Still, the IMF said, “These developments represent a temporary drag but not a long-lasting brake on growth.”
“A solid labor market, accommodative financial conditions, and cheaper oil should support a more dynamic path for the remainder of the year.”
IMF chief Christine Lagarde said at a press conference on the report that the Fund sees US growth resuming a 3.0 percent pace over the rest of the year, and achieving that for the whole of 2016.
“We still believe that the underpinnings for continued expansion are in place.”
But she pushed for the Fed to hold off on a rate hike, which has been anticipated for as early as July, saying growth conditions are not yet firm enough for it.
The Fed has locked its benchmark federal funds rate at zero since 2008, and has been waiting for proof from a tightening jobs market and rising inflation that the economy is locked into higher gear to make its first increase toward a more “normal” monetary policy.
Without those signs, the IMF report warned, raising rates too soon could result in tighter financial conditions and even financial instability, that could then force the Fed to cut rates again.
That could both stir damaging volatility in world markets, and undermine the Fed’s credibility.
The Fed “should remain data-dependent and defer its first increase in policy rates until there are greater signs of wage or price inflation than are currently evident,” it said.
“Barring upside surprises to growth and inflation, this would put lift-off into the first half of 2016.”
While the IMF picture for the US economy was generally positive, it noted a few weaknesses or danger points that raise risks that would have impacts far beyond US borders.
The US dollar is “moderately overvalued,” the IMF said, impacting economic growth and job creation, and holding down inflation.
“There is a risk that a further marked appreciation of the dollar—particularly one that takes place in an environment where policies to address growth deficiencies languish both in the US and abroad—would be harmful.”
The IMF review also included a new analysis of financial system stability which warned that the US needs to put more effort into monitoring and regulating non-bank financial institutions.

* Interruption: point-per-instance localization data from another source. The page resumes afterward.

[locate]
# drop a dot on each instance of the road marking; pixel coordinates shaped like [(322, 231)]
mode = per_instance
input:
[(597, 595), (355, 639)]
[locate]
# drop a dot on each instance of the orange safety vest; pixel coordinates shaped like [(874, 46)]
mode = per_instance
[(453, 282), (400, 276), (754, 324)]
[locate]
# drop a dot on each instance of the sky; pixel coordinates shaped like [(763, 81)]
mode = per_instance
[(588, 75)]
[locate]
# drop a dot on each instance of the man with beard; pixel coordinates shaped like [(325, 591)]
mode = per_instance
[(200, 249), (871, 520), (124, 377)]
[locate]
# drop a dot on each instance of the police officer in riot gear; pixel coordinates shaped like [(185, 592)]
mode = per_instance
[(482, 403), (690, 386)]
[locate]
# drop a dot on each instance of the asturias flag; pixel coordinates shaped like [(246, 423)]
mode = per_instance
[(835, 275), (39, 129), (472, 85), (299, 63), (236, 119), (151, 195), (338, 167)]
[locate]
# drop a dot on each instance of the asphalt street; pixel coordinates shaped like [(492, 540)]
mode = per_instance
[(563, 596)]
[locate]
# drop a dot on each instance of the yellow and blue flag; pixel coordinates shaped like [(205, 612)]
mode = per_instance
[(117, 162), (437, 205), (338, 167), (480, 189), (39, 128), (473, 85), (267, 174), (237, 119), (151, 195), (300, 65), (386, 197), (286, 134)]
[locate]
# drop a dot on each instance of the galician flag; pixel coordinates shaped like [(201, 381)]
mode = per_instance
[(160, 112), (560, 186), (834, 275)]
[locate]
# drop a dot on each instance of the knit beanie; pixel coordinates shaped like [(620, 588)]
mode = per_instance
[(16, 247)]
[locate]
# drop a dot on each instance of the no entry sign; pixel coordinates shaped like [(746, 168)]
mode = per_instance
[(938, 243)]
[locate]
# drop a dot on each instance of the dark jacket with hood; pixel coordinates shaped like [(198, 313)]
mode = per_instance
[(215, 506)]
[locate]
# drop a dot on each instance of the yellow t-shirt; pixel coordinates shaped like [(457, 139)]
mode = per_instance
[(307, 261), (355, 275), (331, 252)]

Investors’ search for yield in the current easy-money environment has increased the position in financial markets of lightly-regulated non-banks like insurance companies, investment funds and others, which are leveraging more and taking more risks, it noted.
This is pushing up asset valuations to what could be excessive levels, the IMF suggests, and yet for non-banks, “there is less visibility on the size and nature of the embedded risks and fewer regulatory and supervisory levers to manage those risks.”